Saturday, 1 November 2008

"Salvationist zeal" too blinding for rational thought? [updated]

KeynesMagician The Herald has more than one journalist utterly ignorant of the basics of his trade -- ie., knowing something of the subject on which he writes.  Take this paragraph from young Matthew Dearnaley for example ripped from this morning's rag:

    Transport is a beneficiary this election season of a salvationist zeal for infrastructure spending to maintain the country's money-go-round against global economic contractions.
   
"We're all Keynesians now," was one National MP's quip to an Auckland regional councillor seeking a commitment to rail electrification from the party of free enterprise.
   
The reference was to a growing acceptance across the political spectrum of a need for Governments to be more interventionist in tough times, in line with American economist John Maynard Keynes' pump-priming prescription for recovery from the Great Depression and subsequent world war.

How many errors in just one short piece of writing!

It is not "salvationist zeal" that motivates the promises to borrow for a government spend-up, a giant bureaucratically run consumption binge, but just a nasty combination of political log-rolling and economic ignorance. 

And it will only prove destructive: all that spending has to be financed from somewhere and, since the programmes for "salvationist zeal" promise tax cuts with spending increases, 'somewhere' means either the Reserve Bank printing money, or else borrowing from the capital markets to make up the gap -- in either case, depleting the pool of real savings and bidding resources away from genuine productive activity.  So much, so stupid.

"We're all Keynesians now," quips the National Party moron, apparently unaware -- as is the braindead reporter -- that the ghost of Keynes has for decades ruled us from the grave.  "It is extraordinary," says economist Frank Shostak, "to suggest that Keynes's ideas are now coming back to save the world.

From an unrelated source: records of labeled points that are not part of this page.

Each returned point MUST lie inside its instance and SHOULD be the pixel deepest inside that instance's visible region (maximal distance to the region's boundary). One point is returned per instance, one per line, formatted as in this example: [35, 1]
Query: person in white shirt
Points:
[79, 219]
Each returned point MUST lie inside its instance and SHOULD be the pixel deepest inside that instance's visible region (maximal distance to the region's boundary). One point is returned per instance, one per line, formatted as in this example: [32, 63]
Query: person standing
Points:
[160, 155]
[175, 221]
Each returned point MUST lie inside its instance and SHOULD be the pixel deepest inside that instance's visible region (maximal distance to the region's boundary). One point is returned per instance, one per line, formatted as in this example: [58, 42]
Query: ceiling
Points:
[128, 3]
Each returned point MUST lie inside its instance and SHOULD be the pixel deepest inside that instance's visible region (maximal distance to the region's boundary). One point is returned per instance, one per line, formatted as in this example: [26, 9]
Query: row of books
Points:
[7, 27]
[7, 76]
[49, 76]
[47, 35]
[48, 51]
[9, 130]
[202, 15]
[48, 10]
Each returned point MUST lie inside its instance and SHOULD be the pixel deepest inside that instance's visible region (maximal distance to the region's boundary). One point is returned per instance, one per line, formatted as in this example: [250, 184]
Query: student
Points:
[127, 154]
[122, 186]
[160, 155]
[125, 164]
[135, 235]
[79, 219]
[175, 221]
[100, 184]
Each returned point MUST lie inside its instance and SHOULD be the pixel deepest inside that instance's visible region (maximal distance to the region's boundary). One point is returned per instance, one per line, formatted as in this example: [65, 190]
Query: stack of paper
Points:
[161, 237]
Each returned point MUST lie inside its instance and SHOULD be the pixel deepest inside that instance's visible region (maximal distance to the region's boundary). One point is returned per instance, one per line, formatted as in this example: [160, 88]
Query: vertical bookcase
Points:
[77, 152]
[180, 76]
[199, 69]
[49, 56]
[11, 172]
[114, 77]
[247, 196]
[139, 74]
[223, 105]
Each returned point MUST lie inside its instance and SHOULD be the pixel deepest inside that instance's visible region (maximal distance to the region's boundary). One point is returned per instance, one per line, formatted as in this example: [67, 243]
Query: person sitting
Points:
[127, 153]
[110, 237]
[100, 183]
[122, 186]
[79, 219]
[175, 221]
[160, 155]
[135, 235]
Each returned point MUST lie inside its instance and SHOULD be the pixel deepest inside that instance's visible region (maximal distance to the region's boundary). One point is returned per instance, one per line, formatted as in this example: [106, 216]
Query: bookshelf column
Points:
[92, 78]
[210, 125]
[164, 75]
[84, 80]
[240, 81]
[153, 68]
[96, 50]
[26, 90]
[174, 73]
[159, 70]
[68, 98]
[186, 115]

"Keynesian ideas have never left the rooms of government and central-bank decision makers. The essence of the thinking of the most influential economists was and still is Keynesian. So various stimulus packages that are now introduced are a continuation of the same Keynesian policies we have been subjected to for many decades. The present economic crisis is the outcome of the large dose of Keynesianism we have been given over many decades."

"...a need for Governments to be more interventionist in tough times"?  But it's precisely at such times when producers need certainty, not governments who meddle with the rules.  Has the "political spectrum" across whom this acceptance is apparently growing never heard of "regime uncertainty," one of the key reasons the Great Depression continued so damned long?

And National is "a party of free enterprise"?  When exactly did that happen?  For goodness' sake, has Mr Dearnaley ever actually read the National Party manifesto? (And have any National Party MPs ever read the 'principles' section?)

It's clear in any case Mr Dearnaley has never read any history, or any Keynes, else he would know the Keynesian prescription delayed recovery from the depression in those countries (such as America) that applied it. He would know that "pump-priming" is simply another word for inflating the money supply -- ie., decreasing the purchasing power of money -- and if that could make countries rich Zimbabawe would now be fabulously wealthy.  And he would know that far from being an American economist, John Maynard Keynes was "born to the purple": he was precisely the kind of bossy, overweening, born-to-rule aristocratic Englishman who deservedly give the idea of a 'ruling class' a bad name.

Would it be too much to ask that Mr Dearnelay and his colleagues actually do their job, which involves not just reporting on politicians' errors but pointing them out -- all the while not making egregious errors of their own.

And in answer to the implicit question: Do We Need More Keynes Now?  No, we sure as hell don't.  One century of the economic charlatan was more than enough, thank you.

UPDATE: Or as Russ Robert advises politicians in the Wall Street Journal: Russ Roberts has a new piece in the Wall Street Journal, Don't Just Do Something. Stand There.  [Hat top Anti Dismal]

1 comment:

Anonymous said...

Toilet cleaners have more brains than journalists like Mr Dearnelay. I think that idiot like Mr Dearnelay should swap jobs with the Herald's toilet cleaners.